Québec entend aussi modifier les lois municipales pour permettre aux municipalités de remplacer d'autorité les installations septiques déficientes des citoyens récalcitrants. Le remboursement s'effectuera au moyen du compte de taxes, avec toutes les conséquences d'un non-paiement.
Enfin, toujours sur le plan réglementaire, Québec permettra aux municipalités de réglementer les rejets d'eaux usées des grosses embarcations. Mais il n'entend pas contrôler l'usage des embarcations sur les lacs, même à proximité des prises d'eau municipales, malgré le rôle qu'elles jouent dans la prolifération des algues bleues en rebrassant les sédiments.
Améliorer la connaissance
Québec entend financer et diriger plusieurs recherches pour déterminer, notamment, quels sont les équipements et les projets de restauration les plus intéressants. Il fera passer de 250 à 700 le nombre de lacs du réseau de surveillance volontaire.

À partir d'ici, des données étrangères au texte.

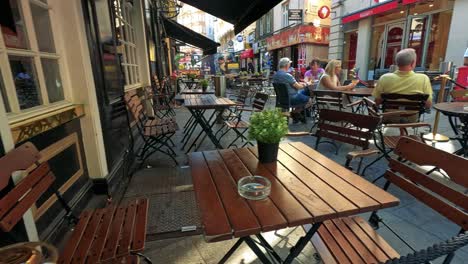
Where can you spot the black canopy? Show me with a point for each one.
(241, 13)
(177, 31)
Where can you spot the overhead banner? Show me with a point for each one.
(298, 35)
(370, 11)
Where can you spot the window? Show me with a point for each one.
(268, 22)
(32, 72)
(284, 14)
(124, 14)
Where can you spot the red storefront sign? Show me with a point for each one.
(298, 35)
(370, 11)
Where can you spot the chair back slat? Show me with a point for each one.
(20, 158)
(16, 202)
(414, 102)
(440, 195)
(354, 129)
(455, 166)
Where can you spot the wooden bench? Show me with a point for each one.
(353, 240)
(101, 235)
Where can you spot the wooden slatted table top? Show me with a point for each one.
(307, 187)
(205, 101)
(197, 91)
(359, 92)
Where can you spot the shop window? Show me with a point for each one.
(31, 56)
(125, 28)
(4, 94)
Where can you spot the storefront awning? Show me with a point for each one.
(373, 10)
(177, 31)
(241, 13)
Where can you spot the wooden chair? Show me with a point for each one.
(283, 100)
(359, 129)
(353, 240)
(101, 235)
(387, 143)
(240, 126)
(156, 132)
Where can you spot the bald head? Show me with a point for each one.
(405, 57)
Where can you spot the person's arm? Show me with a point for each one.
(328, 83)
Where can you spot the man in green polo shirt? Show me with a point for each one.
(404, 80)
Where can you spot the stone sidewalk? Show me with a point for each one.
(415, 222)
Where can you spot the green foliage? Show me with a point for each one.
(268, 126)
(204, 83)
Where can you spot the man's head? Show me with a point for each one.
(406, 59)
(314, 64)
(284, 64)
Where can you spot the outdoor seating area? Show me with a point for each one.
(238, 132)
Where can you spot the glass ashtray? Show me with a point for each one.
(254, 187)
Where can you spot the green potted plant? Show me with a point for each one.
(204, 84)
(268, 127)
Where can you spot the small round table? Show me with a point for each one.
(453, 111)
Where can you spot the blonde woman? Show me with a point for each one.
(330, 79)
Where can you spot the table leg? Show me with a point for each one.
(301, 243)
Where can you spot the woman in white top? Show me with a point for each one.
(330, 79)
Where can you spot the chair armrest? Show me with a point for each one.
(409, 125)
(358, 102)
(297, 134)
(362, 153)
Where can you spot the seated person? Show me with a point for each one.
(295, 89)
(330, 79)
(314, 73)
(404, 80)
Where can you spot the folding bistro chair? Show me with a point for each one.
(397, 116)
(106, 235)
(353, 240)
(240, 126)
(283, 100)
(156, 132)
(359, 130)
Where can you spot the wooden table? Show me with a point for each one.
(198, 104)
(454, 111)
(307, 188)
(359, 92)
(197, 91)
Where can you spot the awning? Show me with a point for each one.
(373, 10)
(177, 31)
(241, 13)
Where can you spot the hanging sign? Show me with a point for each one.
(324, 12)
(295, 14)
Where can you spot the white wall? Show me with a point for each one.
(458, 36)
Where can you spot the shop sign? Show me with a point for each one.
(324, 12)
(370, 12)
(297, 35)
(295, 14)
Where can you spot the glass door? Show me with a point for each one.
(393, 43)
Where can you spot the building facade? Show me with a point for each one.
(282, 33)
(64, 68)
(366, 35)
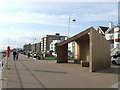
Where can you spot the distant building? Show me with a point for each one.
(53, 45)
(27, 47)
(112, 34)
(45, 43)
(34, 47)
(38, 47)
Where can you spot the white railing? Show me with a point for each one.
(3, 63)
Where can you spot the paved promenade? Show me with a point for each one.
(30, 73)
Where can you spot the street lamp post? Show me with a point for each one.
(69, 24)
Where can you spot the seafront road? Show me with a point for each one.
(30, 73)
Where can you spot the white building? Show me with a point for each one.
(112, 34)
(53, 46)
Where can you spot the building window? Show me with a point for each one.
(117, 45)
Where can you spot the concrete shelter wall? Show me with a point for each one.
(99, 52)
(62, 54)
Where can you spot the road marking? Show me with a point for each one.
(117, 85)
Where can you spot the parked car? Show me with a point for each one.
(116, 58)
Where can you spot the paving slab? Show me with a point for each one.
(30, 73)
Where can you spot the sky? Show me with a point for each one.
(27, 21)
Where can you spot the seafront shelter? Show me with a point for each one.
(91, 47)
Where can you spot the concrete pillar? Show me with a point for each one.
(77, 51)
(62, 54)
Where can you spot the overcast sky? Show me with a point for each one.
(21, 21)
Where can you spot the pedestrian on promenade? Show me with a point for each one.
(17, 54)
(14, 54)
(28, 54)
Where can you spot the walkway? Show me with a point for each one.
(30, 73)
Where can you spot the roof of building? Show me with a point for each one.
(111, 31)
(104, 29)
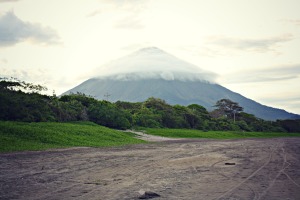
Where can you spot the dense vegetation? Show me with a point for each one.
(20, 101)
(18, 136)
(189, 133)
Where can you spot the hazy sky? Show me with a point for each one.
(253, 46)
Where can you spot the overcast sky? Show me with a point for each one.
(253, 46)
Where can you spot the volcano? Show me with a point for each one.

De son côté, le ministère des Ressources naturelles et de la Faune (MRNF) mettra un terme aux plans de développement des plans d'eau sur lesquels il octroie des baux d'occupation en milieu sauvage, s'il détermine que leur capacité de support est dépassée.

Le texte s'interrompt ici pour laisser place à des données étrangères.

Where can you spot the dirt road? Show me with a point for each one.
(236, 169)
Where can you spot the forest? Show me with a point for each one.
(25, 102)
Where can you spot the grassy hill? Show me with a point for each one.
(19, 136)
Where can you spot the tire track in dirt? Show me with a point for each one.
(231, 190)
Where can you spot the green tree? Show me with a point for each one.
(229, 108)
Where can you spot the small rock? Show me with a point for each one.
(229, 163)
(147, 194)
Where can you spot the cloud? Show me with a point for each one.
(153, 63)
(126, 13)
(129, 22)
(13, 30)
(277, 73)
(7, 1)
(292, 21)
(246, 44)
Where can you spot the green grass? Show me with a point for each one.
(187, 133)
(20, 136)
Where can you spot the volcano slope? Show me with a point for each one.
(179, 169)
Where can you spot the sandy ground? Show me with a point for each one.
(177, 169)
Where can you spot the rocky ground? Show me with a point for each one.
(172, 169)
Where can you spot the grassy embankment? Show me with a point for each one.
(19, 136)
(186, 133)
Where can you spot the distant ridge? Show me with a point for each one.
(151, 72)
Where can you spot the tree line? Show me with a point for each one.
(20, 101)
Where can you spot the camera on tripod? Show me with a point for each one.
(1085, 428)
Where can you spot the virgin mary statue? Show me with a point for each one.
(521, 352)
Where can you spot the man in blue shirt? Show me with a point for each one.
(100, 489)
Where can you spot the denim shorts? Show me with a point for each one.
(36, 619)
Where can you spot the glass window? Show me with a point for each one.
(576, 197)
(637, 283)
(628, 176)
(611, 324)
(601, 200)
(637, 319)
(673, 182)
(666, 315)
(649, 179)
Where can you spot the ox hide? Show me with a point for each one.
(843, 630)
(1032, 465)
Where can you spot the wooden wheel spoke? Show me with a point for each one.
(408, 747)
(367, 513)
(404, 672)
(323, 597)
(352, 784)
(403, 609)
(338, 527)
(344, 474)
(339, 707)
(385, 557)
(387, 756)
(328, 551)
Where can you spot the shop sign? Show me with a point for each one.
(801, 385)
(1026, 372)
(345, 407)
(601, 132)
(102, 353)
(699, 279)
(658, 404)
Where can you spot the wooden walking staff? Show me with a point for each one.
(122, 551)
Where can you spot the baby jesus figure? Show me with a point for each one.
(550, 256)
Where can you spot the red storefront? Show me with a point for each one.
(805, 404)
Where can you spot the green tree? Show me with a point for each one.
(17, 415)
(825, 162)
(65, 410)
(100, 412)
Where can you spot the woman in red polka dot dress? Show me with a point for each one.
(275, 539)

Mais Québec se dit incapable de déterminer la capacité de support des lacs dans les régions plus habitées, généralement plus à risques parce que les lacs y sont plus développés. Les ministres ont évoqué le développement de «milieux urbanisés» autour de ces lacs, où de plus en plus de gens transforment le chalet en résidence permanente. Mais pas question pour Québec de développer pour ces lacs à plus grand risque une norme de «capacité de support» qui freinerait à temps l'octroi des permis municipaux de construction lorsque les concentrations de phosphore ou de nutriments seraient atteintes.

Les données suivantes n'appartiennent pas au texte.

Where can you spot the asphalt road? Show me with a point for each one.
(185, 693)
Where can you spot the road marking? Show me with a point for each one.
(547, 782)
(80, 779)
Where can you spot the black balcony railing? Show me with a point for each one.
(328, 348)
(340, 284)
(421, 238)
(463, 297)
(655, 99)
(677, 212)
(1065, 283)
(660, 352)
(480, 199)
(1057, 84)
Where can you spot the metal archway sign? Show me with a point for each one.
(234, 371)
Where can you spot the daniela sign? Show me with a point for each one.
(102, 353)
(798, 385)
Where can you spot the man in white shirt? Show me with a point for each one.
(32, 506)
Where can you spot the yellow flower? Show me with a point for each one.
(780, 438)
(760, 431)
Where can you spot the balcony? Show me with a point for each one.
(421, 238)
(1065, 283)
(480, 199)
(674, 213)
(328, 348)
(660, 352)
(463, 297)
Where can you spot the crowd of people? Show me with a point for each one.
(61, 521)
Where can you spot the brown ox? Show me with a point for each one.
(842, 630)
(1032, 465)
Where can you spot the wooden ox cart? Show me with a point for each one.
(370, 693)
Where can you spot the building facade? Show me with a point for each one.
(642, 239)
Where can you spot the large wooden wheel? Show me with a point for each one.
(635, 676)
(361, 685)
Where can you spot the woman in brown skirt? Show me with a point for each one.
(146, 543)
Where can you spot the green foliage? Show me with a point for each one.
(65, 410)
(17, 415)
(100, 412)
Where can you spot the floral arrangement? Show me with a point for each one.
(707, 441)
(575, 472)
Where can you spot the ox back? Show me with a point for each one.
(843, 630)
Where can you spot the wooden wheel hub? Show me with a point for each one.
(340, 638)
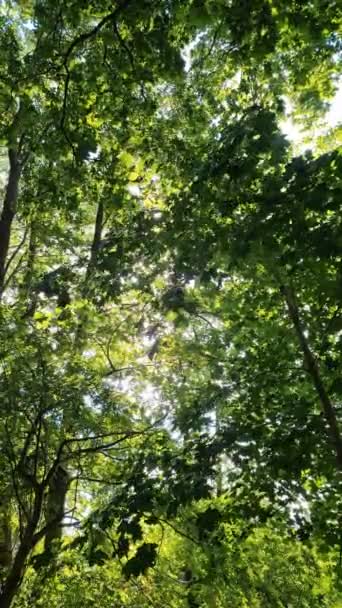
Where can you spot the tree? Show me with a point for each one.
(170, 300)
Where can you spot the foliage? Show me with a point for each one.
(170, 315)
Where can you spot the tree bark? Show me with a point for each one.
(313, 370)
(8, 212)
(15, 575)
(95, 246)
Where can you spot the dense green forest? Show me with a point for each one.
(171, 304)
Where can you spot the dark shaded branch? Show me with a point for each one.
(313, 370)
(8, 212)
(78, 41)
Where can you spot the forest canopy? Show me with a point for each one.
(170, 304)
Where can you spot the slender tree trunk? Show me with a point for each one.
(5, 533)
(313, 370)
(30, 295)
(95, 246)
(8, 212)
(16, 572)
(55, 510)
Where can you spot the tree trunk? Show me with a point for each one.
(58, 488)
(16, 572)
(313, 370)
(95, 246)
(8, 212)
(5, 534)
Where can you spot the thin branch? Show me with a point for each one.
(16, 251)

Québec entend aussi former les inspecteurs municipaux aux futures normes, augmenter de 15 le nombre de ses propres inspecteurs et, ultimement, former les entrepreneurs en construction qui construisent les installations septiques. Frédéric Ayotte, président de l'Association des entreprises spécialisées en eau du Québec, a pris Québec au dépourvu hier en racontant que 4280 entrepreneurs, jamais formés aux exigences des nouvelles installations, vont bientôt recevoir de la Régie des entreprises en construction des permis pour les installer.
Réactions vives
Tout comme les deux unions municipales, fort satisfaites des subventions promises et des nouveaux pouvoirs, le président de l'Union des producteurs agricoles, Laurent Pellerin, a pour sa part félicité Québec pour les 90 millions qu'il va consacrer en priorité à ces 10 % de terres agricoles qui seraient, selon lui, responsables de 50 % de la pollution diffuse due à l'érosion des berges non protégées.
Mais les groupes écologistes «exclus» du mini-sommet d'hier étaient d'un autre avis, même s'ils ont souligné la pertinence de certaines des 35 mesures du plan gouvernemental. Pour Nature-Québec, le plan d'action constitue un virage timide, insuffisant, et sans objectif clair de réduction des apports de nutriments dans les lacs et cours d'eau. Selon son porte-parole, Christian Simard, Québec manque de courage dans le dossier des bandes riveraines, qu'il faudrait élargir à cinq mètres plutôt que trois en milieu agricole, tout en interdisant les épandages d'engrais chimiques ou naturels près des cours d'eau. Nature-Québec déplore que Québec laisse le contrôle des bandes riveraines aux MRC, qui n'ont jamais appliqué ces normes avec rigueur et dont il n'exige aucune reddition de comptes.
Greenpeace voit dans l'interdiction des phosphates dans les détergents une mesure «intéressante» mais déplore que Québec n'ait pas pris l'engagement de publier annuellement des bilans sur la qualité des eaux de chaque bassin versant pour que la population puisse suivre les progrès ou l'échec des politiques.